• Tax Evasion as A Crime. A Yemen Study

Lambert Academic Publishing
Publication date:

((1) Khaled Salmen Aljaaidi is a lecturer of accounting at Hadhramout University.(2) Nor Aziah Abdul Manaf is an associate professor in accounting department at Universiti Utara Malaysia.(3) Stewart S. Karlinsky, Ph.D., MBA, CPA, is Professor Emeritus and was formerly Professor of Taxation and Graduate Tax Director at San Jose State University.)

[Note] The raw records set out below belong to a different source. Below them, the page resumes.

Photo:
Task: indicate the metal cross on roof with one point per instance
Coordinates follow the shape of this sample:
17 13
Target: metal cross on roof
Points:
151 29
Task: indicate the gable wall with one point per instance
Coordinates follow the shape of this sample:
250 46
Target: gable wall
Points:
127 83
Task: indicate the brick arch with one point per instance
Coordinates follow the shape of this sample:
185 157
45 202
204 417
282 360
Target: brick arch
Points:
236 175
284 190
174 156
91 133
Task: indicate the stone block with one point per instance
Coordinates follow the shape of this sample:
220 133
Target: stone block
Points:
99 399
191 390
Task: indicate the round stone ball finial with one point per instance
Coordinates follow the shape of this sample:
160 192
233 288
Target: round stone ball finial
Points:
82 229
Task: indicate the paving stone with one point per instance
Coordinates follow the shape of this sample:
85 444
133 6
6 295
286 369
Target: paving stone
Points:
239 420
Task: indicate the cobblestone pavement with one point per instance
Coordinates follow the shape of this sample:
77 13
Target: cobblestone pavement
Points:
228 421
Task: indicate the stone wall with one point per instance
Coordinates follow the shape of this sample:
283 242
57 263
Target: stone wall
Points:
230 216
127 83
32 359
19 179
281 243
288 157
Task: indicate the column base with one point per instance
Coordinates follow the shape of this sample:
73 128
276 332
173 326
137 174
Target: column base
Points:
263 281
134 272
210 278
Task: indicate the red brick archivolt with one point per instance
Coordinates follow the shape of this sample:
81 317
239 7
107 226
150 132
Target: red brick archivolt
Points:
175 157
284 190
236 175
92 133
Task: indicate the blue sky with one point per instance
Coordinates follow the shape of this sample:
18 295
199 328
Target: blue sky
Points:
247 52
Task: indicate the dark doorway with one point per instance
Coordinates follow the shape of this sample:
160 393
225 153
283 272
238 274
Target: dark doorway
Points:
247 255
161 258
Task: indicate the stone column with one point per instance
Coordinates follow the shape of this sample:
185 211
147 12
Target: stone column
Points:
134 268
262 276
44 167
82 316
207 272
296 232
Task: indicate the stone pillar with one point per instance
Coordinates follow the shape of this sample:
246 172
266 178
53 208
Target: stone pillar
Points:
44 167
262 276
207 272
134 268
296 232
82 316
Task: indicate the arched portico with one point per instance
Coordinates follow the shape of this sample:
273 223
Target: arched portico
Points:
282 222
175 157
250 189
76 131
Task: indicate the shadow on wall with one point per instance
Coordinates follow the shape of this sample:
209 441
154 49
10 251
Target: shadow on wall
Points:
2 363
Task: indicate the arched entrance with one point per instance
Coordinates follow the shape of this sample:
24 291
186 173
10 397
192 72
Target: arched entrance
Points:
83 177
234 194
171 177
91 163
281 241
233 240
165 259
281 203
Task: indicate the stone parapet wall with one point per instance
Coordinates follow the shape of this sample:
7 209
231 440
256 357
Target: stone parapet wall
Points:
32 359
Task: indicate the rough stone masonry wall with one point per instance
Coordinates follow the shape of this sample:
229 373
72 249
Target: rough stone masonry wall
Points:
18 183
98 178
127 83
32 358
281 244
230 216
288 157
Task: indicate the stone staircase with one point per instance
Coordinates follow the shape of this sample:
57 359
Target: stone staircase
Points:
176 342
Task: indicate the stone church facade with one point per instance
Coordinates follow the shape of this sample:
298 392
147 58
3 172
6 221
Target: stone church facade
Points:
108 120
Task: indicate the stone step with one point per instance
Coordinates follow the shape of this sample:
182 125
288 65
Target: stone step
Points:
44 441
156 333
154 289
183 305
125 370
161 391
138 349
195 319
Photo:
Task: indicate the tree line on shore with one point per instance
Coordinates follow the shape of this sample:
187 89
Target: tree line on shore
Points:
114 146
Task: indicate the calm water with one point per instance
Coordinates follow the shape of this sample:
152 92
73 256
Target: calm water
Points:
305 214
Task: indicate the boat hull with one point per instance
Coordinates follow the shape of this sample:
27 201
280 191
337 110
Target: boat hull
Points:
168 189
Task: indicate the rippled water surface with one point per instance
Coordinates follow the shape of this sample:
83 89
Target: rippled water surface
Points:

This study measures the perception of Yemeni citizens of the severity of tax evasion relative to other crimes and violations. Perception of tax evasion may somewhat explain the degree of non-compliance with the tax laws. Using data from a self-administered survey and personnel unstructured interview, the results of mean and comparative analysis show that tax evasion items are ranked as the three least serious crimes of 30 listed offences. Further, tax evasion is categorized the least serious category out of six categories. Also, the results indicate significant differences in perception exist among male and female, individuals' ages, people with different marital status, source of income and occupation. Regards the education, level of income and tax return preparer, there do not appear to be any significant differences in perception of the seriousness of tax evasion. The results of this study should be useful to policy makers in Yemen and elsewhere, as it is found that there is alarming signals that tax evasion is relatively ranked as the least serious offence, which could lead to an environment where taxpayers may not be afraid of cheating on their tax returns.